PsychMan 11th Mar 2019 4:19 pm

B&W Output From Modulator
 
When using a Mercury RF modulator connected to an early 70s Sony Colour set, some sources display in black and white. You can often see SOME faint colour present, but very little. For all intents it is black and white.

DVD player, VCR, all fine through the same modulator. But for example, modern Atari joystick with built in games and composite output - B&W.

Just curious the technical reason why this is and whether it can be rectified somehow?

kan_turk 11th Mar 2019 6:08 pm

Re: B&W Output From Modulator
 
Sounds like non-standard output from some devices (NTSC perhaps?) as modulator is performing correctly when fed with valid source
It might help to list the ‘non performing’ sources in order to diagnose further

PsychMan 11th Mar 2019 6:23 pm

Re: B&W Output From Modulator
 
Thanks. I did wonder if it was NTSC, but one such device was used on the composite input of a 90s CRT and that showed the colour fine. Which if it was NTSC I believe it would not?

All of the devices so far have been gaming related. Atari 2600 joystick with built in games, like this https://www.amazon.co.uk/Atari-Retro.../dp/B076BS5WVN

and lots of similar and cheaper devices. "Retro FC Handheld" for example, which is a "NES on a chip" device with a load of games on flash memory. All cheapy tat, which might explain why it doesn't work so well. Just curious as to the technical reason and if they could be made to work better

Lloyd 1985 11th Mar 2019 8:16 pm

Re: B&W Output From Modulator
 
What Sony TV is it? I’ve got 2 KV-1330’s which have trouble with some sources, I use a Toshiba VCR DVD combo as a signal source, when playing a DVD it works fine, and VHS tapes too, but some freeview boxes and my Sumvision SD card video player show incorrect colours on the Sony’s. I put it down to the simple PAL decoder used in them not decoding substandard colour signals correctly.

Regards
Lloyd

kan_turk 11th Mar 2019 8:42 pm

Re: B&W Output From Modulator
 
Many recent TVs, both later CRT & LCD etc had multi-system, auto switching decoders which decoded and displayed correctly virtually anything thrown at them - causing not a little head scratching for the poor unfortunate trying to diagnose a fault

PsychMan 12th Mar 2019 11:46 am

Re: B&W Output From Modulator
 
Its a Sony KV-1320.

I guess the colour coding is present on the composite signal and that colour system is passed through the modulator to the TV. So I guess it cant be fixed, interesting to know however.

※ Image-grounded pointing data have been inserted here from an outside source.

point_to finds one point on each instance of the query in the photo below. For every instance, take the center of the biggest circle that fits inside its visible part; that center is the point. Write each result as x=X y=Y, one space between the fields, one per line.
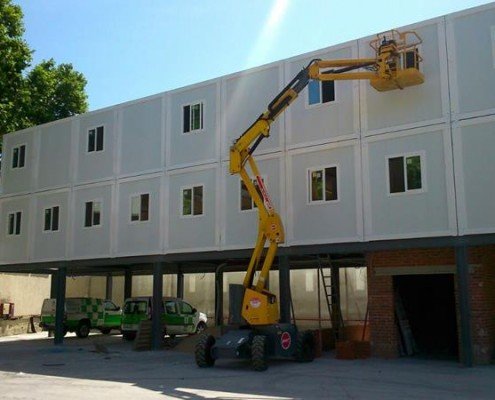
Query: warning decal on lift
x=285 y=340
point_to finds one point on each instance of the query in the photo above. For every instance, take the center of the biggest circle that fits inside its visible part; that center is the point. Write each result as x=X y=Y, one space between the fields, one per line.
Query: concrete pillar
x=109 y=287
x=157 y=329
x=59 y=311
x=461 y=258
x=127 y=284
x=284 y=285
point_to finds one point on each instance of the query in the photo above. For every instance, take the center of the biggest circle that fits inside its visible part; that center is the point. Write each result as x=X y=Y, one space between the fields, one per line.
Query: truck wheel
x=305 y=347
x=83 y=329
x=201 y=327
x=129 y=336
x=258 y=353
x=202 y=352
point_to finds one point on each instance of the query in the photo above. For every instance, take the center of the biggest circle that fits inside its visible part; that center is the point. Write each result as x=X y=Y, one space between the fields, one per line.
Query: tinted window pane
x=135 y=208
x=413 y=165
x=15 y=157
x=91 y=140
x=331 y=183
x=11 y=223
x=55 y=219
x=145 y=200
x=316 y=185
x=88 y=214
x=96 y=213
x=48 y=219
x=99 y=138
x=327 y=91
x=396 y=174
x=198 y=200
x=186 y=118
x=18 y=223
x=186 y=202
x=22 y=156
x=314 y=92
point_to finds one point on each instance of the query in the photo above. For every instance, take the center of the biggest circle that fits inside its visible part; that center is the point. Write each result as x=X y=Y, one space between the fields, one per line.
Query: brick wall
x=383 y=331
x=482 y=289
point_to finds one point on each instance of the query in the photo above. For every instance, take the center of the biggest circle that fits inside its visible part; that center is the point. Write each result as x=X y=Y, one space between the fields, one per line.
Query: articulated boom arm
x=395 y=66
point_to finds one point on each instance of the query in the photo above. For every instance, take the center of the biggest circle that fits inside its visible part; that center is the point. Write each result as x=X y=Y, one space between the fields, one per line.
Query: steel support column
x=219 y=297
x=109 y=287
x=60 y=308
x=180 y=284
x=462 y=263
x=127 y=284
x=284 y=285
x=157 y=329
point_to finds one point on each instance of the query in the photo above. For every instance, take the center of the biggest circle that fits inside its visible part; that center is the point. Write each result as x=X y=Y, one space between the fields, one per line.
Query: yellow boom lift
x=396 y=65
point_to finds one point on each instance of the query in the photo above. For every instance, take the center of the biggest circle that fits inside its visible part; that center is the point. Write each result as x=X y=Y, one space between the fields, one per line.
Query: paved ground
x=102 y=367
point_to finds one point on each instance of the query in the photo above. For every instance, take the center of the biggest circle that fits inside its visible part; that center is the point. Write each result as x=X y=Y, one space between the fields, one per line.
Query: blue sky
x=129 y=49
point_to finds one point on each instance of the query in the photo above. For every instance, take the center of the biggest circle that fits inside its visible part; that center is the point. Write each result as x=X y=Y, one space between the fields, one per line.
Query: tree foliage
x=45 y=93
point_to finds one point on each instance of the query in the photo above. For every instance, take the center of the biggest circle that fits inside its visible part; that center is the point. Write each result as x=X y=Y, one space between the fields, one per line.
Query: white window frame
x=253 y=205
x=51 y=219
x=93 y=225
x=14 y=213
x=320 y=104
x=18 y=146
x=95 y=128
x=420 y=52
x=138 y=195
x=308 y=184
x=202 y=104
x=422 y=160
x=181 y=201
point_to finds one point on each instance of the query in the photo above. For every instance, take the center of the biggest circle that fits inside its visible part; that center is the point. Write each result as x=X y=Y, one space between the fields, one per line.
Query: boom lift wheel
x=258 y=353
x=202 y=352
x=305 y=347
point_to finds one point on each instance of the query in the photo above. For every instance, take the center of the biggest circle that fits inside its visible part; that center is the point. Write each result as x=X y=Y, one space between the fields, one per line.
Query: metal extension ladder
x=329 y=276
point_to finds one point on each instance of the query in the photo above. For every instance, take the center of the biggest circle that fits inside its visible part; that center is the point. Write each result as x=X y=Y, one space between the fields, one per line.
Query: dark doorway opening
x=429 y=306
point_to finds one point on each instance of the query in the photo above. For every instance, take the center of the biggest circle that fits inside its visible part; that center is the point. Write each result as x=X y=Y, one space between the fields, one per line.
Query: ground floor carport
x=388 y=262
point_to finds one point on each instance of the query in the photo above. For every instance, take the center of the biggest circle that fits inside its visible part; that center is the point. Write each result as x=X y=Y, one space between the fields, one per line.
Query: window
x=320 y=92
x=14 y=223
x=171 y=307
x=95 y=139
x=18 y=156
x=192 y=201
x=92 y=215
x=404 y=173
x=322 y=184
x=186 y=308
x=192 y=117
x=247 y=203
x=140 y=207
x=411 y=59
x=51 y=219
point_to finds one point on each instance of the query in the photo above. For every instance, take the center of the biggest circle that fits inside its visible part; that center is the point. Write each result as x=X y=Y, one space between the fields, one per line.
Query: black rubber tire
x=83 y=329
x=129 y=336
x=258 y=353
x=202 y=351
x=200 y=328
x=305 y=347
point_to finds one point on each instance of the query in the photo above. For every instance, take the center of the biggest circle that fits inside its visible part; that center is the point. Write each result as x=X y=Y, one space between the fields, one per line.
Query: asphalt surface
x=101 y=367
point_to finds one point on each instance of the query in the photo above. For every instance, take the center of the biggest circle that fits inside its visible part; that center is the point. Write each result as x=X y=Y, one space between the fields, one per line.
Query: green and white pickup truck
x=82 y=314
x=178 y=317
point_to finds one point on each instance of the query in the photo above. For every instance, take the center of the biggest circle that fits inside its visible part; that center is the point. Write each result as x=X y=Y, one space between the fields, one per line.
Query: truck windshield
x=135 y=307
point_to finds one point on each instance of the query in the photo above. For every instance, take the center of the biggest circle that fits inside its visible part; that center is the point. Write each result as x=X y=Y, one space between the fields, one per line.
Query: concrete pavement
x=31 y=367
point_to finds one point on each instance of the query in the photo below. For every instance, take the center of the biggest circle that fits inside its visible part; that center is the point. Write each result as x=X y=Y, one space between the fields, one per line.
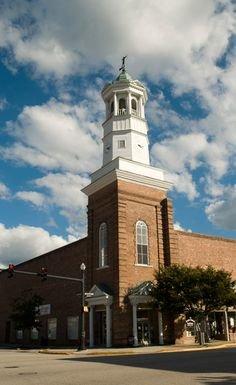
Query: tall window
x=133 y=104
x=52 y=328
x=142 y=242
x=122 y=103
x=103 y=245
x=112 y=107
x=72 y=328
x=122 y=107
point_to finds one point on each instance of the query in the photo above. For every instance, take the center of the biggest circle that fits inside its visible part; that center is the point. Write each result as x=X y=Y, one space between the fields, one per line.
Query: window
x=142 y=243
x=122 y=103
x=122 y=107
x=103 y=245
x=112 y=107
x=52 y=328
x=73 y=328
x=121 y=144
x=19 y=334
x=34 y=334
x=133 y=104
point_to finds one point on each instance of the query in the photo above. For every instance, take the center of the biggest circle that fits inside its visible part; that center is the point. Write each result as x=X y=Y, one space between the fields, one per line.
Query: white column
x=115 y=105
x=91 y=332
x=226 y=326
x=135 y=326
x=108 y=326
x=160 y=328
x=129 y=104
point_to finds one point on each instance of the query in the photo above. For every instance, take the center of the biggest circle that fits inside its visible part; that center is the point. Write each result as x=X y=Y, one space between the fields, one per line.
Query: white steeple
x=125 y=127
x=125 y=140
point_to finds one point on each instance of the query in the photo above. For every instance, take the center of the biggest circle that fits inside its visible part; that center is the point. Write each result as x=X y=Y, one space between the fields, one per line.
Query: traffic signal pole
x=44 y=275
x=49 y=276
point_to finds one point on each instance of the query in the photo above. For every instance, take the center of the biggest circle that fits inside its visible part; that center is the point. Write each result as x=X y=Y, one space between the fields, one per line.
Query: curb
x=137 y=352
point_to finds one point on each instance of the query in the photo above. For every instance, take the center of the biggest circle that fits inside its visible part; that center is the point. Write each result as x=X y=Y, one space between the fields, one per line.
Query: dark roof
x=144 y=288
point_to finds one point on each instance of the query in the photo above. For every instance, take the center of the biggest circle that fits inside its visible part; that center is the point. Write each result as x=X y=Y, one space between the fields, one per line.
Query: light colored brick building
x=130 y=235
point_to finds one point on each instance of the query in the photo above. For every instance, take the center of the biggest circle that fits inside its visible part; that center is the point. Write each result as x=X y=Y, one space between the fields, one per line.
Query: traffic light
x=43 y=273
x=11 y=268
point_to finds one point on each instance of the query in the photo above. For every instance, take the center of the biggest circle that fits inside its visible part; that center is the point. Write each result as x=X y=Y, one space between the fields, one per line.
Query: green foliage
x=25 y=311
x=193 y=291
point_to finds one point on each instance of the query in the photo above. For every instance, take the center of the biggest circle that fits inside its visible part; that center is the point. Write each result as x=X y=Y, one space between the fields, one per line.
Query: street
x=184 y=368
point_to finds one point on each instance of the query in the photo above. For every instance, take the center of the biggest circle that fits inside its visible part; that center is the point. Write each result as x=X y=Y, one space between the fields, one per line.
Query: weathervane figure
x=122 y=68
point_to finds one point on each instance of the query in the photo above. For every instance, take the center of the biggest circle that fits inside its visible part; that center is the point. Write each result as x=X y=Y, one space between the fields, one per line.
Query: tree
x=194 y=292
x=25 y=312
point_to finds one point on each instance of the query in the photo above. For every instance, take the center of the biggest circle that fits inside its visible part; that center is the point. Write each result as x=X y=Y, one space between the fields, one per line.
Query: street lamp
x=82 y=335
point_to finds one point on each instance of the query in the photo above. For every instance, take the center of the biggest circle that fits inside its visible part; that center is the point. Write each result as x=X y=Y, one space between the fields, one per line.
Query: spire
x=123 y=75
x=122 y=68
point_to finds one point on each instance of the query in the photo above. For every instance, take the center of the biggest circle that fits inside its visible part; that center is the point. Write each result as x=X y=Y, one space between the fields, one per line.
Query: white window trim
x=102 y=261
x=140 y=221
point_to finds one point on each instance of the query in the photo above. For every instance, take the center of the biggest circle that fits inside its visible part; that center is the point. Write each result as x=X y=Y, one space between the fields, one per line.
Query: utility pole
x=44 y=275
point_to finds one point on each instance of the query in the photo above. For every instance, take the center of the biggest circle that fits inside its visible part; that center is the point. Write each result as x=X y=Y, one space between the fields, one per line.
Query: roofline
x=51 y=251
x=199 y=235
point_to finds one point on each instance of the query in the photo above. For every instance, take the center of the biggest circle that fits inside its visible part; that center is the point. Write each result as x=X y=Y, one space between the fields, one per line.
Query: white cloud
x=62 y=191
x=34 y=197
x=4 y=191
x=222 y=211
x=3 y=103
x=20 y=243
x=56 y=135
x=180 y=41
x=177 y=226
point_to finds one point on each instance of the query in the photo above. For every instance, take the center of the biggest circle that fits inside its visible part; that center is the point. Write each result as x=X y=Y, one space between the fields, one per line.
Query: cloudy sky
x=55 y=57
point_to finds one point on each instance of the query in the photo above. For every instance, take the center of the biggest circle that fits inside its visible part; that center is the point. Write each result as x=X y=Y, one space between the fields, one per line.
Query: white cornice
x=107 y=175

Knowing very little about televisions Id have expected a composite signal was a composite signal, clearly theres more to it and TV manufacturers have instead decided to accommodate all sorts of variations over time. Interesting

winston_1 12th Mar 2019 2:41 pm

Re: B&W Output From Modulator
 
It is quite likely the source, the Atari joystick. Either the colour sub carrier is slightly off frequency or the chroma is low. Sony sets are particularly fussy about this.

When I worked in the cable TV industry no colour faults from customers when it appeared OK leaving the headend always seemed to be those with Sony TVs. The fault at the headend was something like a poor connector causing the chroma to be very low.

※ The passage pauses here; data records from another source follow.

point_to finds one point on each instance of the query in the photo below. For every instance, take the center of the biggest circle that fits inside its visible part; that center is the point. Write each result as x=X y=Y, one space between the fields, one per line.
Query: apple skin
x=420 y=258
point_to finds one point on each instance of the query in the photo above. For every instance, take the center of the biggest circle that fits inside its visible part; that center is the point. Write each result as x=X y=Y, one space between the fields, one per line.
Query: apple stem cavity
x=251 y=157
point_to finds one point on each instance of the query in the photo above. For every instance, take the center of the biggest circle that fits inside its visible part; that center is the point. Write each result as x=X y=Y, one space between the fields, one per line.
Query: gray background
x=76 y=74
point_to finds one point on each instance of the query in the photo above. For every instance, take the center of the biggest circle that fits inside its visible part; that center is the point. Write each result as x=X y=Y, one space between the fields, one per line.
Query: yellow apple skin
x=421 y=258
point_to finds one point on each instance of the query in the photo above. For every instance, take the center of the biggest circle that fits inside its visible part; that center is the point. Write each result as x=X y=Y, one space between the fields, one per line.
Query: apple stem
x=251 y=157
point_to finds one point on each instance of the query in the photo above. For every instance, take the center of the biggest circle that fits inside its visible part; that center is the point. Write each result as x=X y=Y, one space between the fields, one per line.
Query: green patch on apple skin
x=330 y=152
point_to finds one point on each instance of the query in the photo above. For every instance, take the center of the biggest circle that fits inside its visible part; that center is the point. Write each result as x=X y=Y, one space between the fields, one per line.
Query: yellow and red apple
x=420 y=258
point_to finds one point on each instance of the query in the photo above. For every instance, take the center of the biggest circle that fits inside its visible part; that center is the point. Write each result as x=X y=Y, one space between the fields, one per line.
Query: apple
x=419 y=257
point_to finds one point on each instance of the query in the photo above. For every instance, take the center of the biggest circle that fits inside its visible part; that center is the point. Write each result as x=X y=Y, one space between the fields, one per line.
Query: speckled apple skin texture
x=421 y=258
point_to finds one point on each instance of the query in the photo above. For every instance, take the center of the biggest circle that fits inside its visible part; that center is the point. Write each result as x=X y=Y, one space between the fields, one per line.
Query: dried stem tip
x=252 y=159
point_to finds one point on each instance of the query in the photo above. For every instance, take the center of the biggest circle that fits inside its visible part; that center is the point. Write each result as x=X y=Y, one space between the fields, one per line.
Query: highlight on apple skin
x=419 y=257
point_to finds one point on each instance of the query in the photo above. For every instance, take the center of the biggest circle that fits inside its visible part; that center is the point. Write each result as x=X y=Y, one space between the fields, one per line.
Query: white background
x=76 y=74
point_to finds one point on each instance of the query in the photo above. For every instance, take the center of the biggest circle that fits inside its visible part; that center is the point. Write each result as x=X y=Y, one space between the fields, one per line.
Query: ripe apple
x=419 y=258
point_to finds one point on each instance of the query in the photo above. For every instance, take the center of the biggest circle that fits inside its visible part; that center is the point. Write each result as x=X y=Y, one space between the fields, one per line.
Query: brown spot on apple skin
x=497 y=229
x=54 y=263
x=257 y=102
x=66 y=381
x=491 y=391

Karen O 12th Mar 2019 8:36 pm

Re: B&W Output From Modulator
 
Modern TVs seem very fussy about conformity to standard. I suspect that, in the analogue days, tolerance of design was essential due to component production spread. In this digital age some jobsworth digital circuit can just say 'sorry, that is 0.01% out of spec. I'm not accepting it'.

My daughter couldn't use her old game console on her new TV. I concluded that the TV didn't like the game console's non-interlaced output.

There has been a passion in recent years for taking the schematics of classic consoles and using libraries to put them verbatim onto FPGAs or such like. The result is non-standard outputs from 'modern' hardware.

Oh, for good old fashioned, tolerant, easy-to-use, gracefully degrading analogue TVs!